Pilots and test crews from the United States’ Federal Aviation Administration and the Boeing Company are due to start a two-day campaign to test the 737 Max on Monday, pilots and test crews said.
This test marks a defining moment in Boeing’s worst crisis ever, exacerbated by the COVID-19 pandemic, which has slowed the aviation industry and aircraft demand.

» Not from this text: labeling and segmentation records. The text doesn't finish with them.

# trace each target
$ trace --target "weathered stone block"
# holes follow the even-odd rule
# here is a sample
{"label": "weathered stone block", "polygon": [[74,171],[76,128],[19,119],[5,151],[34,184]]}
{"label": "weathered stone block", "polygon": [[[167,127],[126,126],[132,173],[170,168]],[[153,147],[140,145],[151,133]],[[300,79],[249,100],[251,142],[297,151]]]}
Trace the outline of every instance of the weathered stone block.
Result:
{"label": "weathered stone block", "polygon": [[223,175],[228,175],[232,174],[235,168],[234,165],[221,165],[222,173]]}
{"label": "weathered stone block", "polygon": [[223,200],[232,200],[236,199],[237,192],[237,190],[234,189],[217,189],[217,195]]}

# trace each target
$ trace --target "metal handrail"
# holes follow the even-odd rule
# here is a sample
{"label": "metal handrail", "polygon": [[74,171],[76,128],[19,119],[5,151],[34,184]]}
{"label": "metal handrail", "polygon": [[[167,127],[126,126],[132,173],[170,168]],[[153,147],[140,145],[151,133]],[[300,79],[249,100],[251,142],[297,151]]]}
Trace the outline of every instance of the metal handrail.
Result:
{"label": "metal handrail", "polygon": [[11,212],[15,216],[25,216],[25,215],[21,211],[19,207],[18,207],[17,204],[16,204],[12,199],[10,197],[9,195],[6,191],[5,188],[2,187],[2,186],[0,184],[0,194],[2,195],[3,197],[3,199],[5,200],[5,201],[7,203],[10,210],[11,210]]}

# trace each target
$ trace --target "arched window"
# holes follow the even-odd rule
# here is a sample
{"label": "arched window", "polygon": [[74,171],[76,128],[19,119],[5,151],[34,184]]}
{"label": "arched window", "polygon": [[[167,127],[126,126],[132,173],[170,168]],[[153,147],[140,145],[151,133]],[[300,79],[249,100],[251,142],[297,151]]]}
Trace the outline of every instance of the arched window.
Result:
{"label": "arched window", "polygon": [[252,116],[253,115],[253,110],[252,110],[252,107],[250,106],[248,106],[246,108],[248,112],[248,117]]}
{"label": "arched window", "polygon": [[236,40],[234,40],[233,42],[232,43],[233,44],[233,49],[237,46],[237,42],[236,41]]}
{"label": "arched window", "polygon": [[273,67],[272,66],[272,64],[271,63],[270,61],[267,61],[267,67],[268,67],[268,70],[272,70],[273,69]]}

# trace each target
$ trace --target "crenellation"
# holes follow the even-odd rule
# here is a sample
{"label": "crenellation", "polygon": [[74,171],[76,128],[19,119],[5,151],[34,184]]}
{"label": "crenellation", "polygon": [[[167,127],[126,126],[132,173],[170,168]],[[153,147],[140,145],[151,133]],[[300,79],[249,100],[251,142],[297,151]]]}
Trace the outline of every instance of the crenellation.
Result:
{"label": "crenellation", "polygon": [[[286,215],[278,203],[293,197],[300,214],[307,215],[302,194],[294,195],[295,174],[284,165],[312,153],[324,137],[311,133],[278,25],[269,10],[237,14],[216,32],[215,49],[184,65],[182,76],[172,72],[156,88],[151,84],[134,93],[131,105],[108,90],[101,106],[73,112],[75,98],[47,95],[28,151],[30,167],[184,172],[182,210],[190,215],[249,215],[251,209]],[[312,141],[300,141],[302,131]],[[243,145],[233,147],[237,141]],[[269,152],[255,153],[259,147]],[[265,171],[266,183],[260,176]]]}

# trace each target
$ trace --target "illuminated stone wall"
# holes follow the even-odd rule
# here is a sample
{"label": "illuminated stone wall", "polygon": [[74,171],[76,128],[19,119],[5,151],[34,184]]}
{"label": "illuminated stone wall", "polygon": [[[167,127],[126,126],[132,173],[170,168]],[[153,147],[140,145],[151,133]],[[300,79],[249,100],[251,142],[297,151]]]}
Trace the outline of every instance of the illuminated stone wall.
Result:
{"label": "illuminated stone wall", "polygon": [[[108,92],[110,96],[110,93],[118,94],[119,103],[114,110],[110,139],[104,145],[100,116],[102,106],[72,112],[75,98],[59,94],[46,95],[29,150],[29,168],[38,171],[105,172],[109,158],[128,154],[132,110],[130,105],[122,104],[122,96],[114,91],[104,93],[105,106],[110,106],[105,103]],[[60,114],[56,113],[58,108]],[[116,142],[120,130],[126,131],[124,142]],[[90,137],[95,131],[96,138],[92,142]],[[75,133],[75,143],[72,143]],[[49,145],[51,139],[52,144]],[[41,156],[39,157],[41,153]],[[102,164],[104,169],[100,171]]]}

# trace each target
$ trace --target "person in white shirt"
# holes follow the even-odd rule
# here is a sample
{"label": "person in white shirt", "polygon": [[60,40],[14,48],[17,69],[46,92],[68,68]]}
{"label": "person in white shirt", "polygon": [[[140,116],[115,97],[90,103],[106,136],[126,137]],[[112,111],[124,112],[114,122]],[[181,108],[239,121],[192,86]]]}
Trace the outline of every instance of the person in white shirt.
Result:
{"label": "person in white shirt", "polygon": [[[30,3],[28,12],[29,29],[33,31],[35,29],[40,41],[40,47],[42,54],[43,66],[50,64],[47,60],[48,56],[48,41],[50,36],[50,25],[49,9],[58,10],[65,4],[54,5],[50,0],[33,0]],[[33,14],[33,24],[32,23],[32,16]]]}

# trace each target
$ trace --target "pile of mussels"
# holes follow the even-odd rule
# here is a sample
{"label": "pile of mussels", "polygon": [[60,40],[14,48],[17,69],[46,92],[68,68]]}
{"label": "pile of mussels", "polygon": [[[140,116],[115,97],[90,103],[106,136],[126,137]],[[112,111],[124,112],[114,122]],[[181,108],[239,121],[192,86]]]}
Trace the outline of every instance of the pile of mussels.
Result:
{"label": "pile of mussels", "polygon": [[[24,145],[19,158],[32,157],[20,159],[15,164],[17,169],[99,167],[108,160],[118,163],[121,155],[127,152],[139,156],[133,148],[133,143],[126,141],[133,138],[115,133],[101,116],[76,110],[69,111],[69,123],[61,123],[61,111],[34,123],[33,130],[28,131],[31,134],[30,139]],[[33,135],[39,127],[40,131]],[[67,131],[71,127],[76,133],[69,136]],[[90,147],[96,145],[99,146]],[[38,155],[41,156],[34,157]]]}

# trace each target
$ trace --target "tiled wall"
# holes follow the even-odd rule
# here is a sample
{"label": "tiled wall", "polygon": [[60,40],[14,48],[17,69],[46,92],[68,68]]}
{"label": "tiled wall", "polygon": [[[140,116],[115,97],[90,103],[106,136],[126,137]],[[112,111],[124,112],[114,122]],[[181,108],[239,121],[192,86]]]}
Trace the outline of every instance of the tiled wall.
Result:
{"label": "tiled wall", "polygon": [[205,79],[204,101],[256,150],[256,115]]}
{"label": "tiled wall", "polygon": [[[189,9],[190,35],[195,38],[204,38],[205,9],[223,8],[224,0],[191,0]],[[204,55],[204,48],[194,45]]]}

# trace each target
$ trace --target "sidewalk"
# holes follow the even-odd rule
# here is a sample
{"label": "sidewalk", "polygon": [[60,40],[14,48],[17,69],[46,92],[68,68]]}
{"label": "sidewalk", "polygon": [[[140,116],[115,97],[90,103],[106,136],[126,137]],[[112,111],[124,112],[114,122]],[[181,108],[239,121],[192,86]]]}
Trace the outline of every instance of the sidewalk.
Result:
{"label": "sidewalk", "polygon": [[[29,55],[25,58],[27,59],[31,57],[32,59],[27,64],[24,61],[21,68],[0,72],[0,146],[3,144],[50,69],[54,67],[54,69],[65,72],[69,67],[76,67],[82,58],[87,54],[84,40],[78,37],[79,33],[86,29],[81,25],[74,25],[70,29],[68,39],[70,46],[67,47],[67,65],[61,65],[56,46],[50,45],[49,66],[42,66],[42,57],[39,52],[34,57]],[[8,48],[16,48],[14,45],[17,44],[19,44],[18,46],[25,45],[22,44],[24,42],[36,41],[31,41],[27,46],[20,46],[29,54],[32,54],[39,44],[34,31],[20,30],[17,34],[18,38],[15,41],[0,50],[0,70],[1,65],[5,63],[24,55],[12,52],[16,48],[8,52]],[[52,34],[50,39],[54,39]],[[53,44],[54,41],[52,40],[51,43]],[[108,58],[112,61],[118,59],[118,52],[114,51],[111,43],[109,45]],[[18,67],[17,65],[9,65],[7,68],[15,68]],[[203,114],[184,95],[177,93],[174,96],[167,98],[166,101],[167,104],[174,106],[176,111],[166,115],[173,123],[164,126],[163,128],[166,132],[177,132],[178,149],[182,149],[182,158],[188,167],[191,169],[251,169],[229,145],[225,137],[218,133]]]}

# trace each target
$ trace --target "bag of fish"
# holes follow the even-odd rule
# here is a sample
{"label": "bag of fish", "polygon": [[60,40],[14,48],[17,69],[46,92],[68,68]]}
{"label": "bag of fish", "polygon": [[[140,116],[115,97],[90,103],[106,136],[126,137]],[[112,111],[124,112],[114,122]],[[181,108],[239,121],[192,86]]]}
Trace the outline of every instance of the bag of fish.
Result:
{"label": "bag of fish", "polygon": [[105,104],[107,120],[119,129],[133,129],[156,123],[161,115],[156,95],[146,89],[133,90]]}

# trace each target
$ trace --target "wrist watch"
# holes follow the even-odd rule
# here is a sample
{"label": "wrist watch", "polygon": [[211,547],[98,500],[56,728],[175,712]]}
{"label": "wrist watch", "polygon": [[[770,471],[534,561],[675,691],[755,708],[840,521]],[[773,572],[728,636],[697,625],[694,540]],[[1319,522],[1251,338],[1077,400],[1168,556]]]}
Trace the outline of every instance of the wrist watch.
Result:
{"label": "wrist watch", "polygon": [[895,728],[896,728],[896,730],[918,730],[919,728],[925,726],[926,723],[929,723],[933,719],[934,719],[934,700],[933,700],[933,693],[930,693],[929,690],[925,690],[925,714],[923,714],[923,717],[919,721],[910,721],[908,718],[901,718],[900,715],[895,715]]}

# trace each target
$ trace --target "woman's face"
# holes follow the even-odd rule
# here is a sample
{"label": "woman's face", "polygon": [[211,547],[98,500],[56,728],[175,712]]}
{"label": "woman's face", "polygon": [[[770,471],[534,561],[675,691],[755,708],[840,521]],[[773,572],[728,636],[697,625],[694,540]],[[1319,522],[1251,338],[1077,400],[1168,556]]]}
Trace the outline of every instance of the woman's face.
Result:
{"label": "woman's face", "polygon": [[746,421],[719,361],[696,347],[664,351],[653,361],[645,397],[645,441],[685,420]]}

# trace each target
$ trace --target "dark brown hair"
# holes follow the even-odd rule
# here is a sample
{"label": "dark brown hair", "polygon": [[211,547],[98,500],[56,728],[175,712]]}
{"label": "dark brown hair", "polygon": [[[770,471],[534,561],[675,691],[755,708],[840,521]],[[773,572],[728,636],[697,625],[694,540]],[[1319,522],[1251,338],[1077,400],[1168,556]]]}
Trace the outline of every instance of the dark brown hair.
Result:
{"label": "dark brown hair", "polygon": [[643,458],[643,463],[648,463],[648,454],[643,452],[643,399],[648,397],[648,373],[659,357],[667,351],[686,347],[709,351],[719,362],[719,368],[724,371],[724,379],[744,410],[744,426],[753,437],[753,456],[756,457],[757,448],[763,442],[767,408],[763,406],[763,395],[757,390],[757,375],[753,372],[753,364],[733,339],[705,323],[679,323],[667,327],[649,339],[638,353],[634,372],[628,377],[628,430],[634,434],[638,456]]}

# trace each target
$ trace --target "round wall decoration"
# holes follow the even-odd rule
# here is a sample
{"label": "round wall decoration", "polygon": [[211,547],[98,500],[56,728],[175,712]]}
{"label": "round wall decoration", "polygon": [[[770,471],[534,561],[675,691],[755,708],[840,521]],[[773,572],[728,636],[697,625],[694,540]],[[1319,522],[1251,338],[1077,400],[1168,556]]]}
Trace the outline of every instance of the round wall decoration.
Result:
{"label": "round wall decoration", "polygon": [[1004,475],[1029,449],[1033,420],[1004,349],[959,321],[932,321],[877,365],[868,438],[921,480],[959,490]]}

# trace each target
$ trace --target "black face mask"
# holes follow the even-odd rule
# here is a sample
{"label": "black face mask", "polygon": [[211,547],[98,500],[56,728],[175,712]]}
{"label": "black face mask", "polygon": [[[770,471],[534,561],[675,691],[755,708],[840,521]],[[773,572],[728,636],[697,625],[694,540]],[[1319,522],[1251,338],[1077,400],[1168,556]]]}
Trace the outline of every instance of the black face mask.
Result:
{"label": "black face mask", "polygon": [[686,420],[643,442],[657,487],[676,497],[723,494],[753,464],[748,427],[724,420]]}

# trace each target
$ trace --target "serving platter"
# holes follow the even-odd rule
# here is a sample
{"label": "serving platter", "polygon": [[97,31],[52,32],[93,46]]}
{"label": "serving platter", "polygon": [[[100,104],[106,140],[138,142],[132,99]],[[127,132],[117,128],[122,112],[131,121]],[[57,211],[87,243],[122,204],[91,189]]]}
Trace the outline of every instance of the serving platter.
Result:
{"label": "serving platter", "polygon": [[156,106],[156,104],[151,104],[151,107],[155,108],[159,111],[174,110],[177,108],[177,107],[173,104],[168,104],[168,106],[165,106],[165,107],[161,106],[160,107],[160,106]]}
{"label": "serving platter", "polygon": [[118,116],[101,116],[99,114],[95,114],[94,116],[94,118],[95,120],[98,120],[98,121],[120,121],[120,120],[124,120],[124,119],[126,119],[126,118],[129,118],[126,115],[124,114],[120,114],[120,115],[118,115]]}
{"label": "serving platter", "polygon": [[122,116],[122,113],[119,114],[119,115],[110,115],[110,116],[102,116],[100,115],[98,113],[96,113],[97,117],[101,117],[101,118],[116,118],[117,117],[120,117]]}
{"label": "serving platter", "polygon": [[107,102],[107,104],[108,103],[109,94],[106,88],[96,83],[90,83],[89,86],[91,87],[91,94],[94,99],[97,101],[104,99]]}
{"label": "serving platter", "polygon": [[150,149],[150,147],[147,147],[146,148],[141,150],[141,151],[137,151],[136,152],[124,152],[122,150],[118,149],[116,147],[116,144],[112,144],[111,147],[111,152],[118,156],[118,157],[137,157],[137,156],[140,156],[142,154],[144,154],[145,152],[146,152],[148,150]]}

The decision to prevent popular 737 MAX planes from flying in March 2019 after 346 people were killed in the crash of two planes in Ethiopia and Indonesia led to lawsuits and investigations in Congress and the US Department of Justice and cut a major source of income for Boeing.
A source told The Eastern Herald that, after a several-hour orientation meeting, the test crew would be launched with a 737 MAX 7 aircraft equipped with test devices from a Boeing landing ground near Seattle.
The crew will carry out pre-drawn scenarios during flight, such as turning at an angled angle and performing several more difficult maneuvers on a path primarily concentrated over Washington state.
A source told The Eastern Herald that the three-day test plan could include landing and take off immediately after the wheels touched the ground, with the flight plan and timing adjusted according to weather and other factors.
The sources said the pilots would deliberately use the modified version of the program, which was said to be the cause of the crash.